Schwere Schritte erklangen im Flur. Ein Arbeiter schleppte unter Mühen einen Zitronenbaum in einem großen Topf hinein.
»Den sollten wir sofort ausliefern«, sagte Daphne. »Wie willst du dieses Ungetüm aus dem Haus bekommen, Celia?«
»Du hast gesagt, die Robertsons wollen den Baum erst nächste Woche, nicht diese. Ich werde eine Hilfe einstellen, Daphne. Ich habe nicht vor, diese Pflanzen selbst zu tragen.«
Der Mann wischte sich die Hände ab. »Das wäre die letzte, Mrs Joyes. Jetzt bleiben nur noch die Blumen.«
»Bringen Sie sie in den vorderen Salon«, sagte Celia. »Dort ist es im Winter kühl genug, um sie einen Tag lang frisch zu halten. Im Sommer werden wir den Kühlraum neben der Küche unten benutzen.«
Der Mann schlurfte davon, um die Blumen zu holen.
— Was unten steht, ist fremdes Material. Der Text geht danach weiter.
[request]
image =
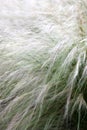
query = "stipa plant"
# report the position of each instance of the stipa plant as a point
(43, 65)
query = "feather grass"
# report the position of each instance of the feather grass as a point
(43, 66)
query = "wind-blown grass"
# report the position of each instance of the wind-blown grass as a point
(43, 65)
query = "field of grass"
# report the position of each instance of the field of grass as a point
(43, 65)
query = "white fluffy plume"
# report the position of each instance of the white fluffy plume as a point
(43, 64)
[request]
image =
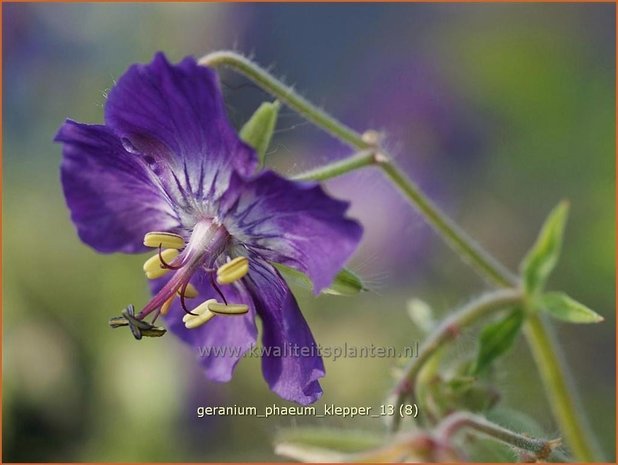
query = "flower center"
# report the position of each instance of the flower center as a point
(207, 243)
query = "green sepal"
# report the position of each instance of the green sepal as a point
(346, 283)
(562, 307)
(496, 339)
(540, 261)
(258, 131)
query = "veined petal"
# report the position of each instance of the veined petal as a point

Celia machte sich wieder daran, die Töpfe in die neuen Regale zu stellen, während sie Daphne gut im Blick behielt. Unglücklicherweise war die Lieferung aus Middlesex eingetroffen, während Jonathan noch im Haus war.
Verity bemerkte Celias Blick. Nachdrücklich sah sie zu Daphne, dann hinauf zur Decke, und hob ihre Augenbrauen. Celia schüttelte den Kopf. Nein, sie hatte Daphne noch nichts von ihrem Mieter erzählt. Doch wie es schien, würde sie das heute noch tun müssen, außer Jonathan entschloss sich, noch eine Stunde länger in seinem Zimmer zu bleiben. Manchmal tat er das. Es gab Tage, an denen ging er gar nicht aus. Vielleicht …
Auf der Treppe waren Schritte zu hören. So viel zu vielleicht.
Verity sprach und bewegte sich lauter. Marian begann eine ebenso laute Unterhaltung, indem sie sich nach dem heutigen Speiseplan erkundigte. Doch die Schritte auf der Treppe wurden immer unüberhörbarer.
Innerhalb des turbulenten Salons entstand plötzlich eine Insel der Stille. Ihr Zentrum und ihre Quelle war Daphne. Sie sah von ihrem Geschäftsbuch hoch und blickte erstaunt Richtung Treppe.
Jonathan stellte sich in die Tür des Salons. Er war für einen Ausritt angekleidet und sah teuflisch gut aus. Daphne starrte ihn lange an, dann warf sie Celia einen fragenden Blick zu.
»Ich befürchte, dass wir Ihnen mit den ganzen Kübeln den Weg zugestellt haben, Mr Albrighton«, meinte Celia entschuldigend.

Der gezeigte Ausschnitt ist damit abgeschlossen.